Dyspepsia is a symptom.
– Functional
– GORD
– Peptic/Gastric ulcer.
– Cancer

?Food (fatty foods –> bilary pain) ?Worse at night (ulcer) ?Worse on lying down or bending (GORD)
GORD worsened by smoking, obesity, chocolate, coffee, pregnancy.
NSAID’s, bisphonates, CCB worsen dyspepsia.

Red flags GI:
– Chronic GI bleeds.
– Progressive dysphagia.
– Progressive weight loss.
– Persistent vomiting
– Fe def anaemia.
– Mass
– Dodgy barium meal.
– 55+ and new/unexplained/persistent dyspepsia.

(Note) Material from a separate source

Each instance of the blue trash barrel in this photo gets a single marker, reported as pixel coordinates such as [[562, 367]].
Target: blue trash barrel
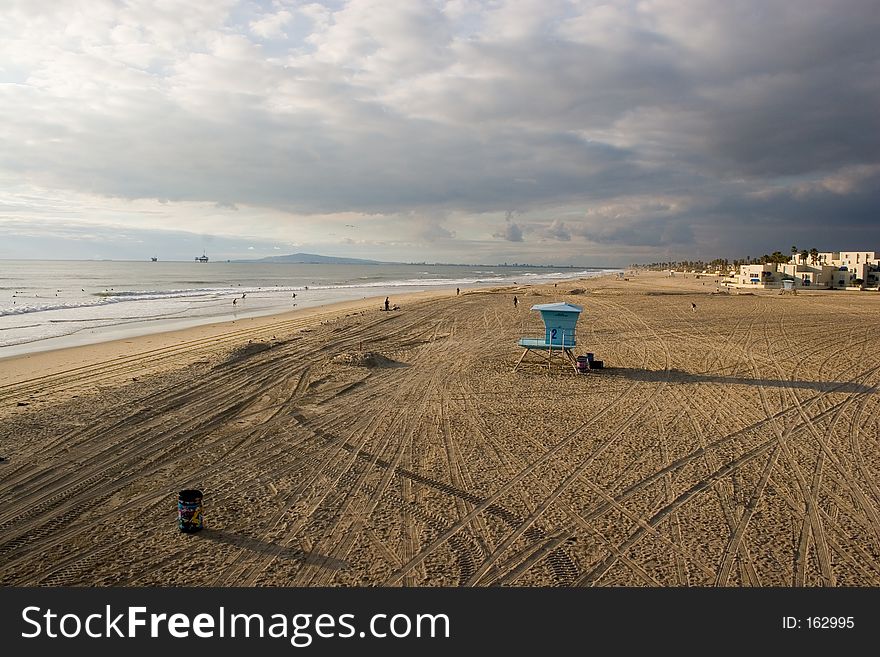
[[190, 517]]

H pylori: C13 urea breath test [no PPI 2 weeks pre-test, no ABX 4 weeks before testing. If test positive, PPI + amox + clarithr for a week), stool antigent, or lab serology
?FBC ?WCC ?LFT (gallstones, ca, etoh), serum amylase.

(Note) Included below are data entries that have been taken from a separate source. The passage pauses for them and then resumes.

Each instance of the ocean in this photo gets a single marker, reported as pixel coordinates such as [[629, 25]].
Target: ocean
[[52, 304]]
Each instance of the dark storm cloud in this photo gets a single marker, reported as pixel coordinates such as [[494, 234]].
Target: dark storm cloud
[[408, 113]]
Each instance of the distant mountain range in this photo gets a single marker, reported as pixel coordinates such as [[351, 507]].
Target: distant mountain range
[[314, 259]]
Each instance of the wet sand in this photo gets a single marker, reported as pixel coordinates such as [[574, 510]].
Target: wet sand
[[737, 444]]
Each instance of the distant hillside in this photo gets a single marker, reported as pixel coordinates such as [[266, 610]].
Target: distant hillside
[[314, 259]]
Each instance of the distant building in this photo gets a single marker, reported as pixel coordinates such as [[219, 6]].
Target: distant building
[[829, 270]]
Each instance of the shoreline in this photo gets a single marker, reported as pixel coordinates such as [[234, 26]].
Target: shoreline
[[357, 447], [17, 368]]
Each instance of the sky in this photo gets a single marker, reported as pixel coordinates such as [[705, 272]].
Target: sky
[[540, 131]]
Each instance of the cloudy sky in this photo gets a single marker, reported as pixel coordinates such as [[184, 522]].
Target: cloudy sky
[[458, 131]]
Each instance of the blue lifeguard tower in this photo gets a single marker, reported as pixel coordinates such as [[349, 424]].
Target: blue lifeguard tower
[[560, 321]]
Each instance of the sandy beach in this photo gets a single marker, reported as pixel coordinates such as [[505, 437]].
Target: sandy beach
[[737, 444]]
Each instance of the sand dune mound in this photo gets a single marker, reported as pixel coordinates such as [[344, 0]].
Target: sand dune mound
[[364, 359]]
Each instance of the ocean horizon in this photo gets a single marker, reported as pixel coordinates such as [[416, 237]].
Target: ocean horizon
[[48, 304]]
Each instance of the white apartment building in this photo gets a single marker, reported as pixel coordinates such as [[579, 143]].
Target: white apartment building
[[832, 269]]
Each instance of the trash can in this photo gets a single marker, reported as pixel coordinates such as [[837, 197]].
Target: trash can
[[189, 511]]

Tx: Either PPI for 1/12 or test/treat H Pylori. Then try other if no effect.
Then step down to lowest PPI dose.

Skin, eww:

Eczema – flexors (extensors in kids). Pink scaly rash with possible vesicles in eczema. Avoid triggers, emollients, topical steroids, tacrolimus, cycsporin, azathioprine.
Psioriasis – epidermal excess, Koebner’s phenomenon. Improves with Sun. Well-demarated plaques of psoriasis – extensors (PE, FE!) Guttate psiorasis after strep throat. Nails – pits, onchylosis, thickening, joints, CVD risk. Emollients, topical salicyclic acid, Vit D analogues, coal tar, diathranol, tar shampoo.

Moles = 6mm.
– BCC = rolled pearly edge, telangiectasia, ulcer in middle. Benign –> excise.
– SCC = malignant sun exposure, horny rodent ulcer. Excise. Solar kertosis are an early form of SCC.
– Seb kay’s: Black stuck on lesions. Oldies. No treatment.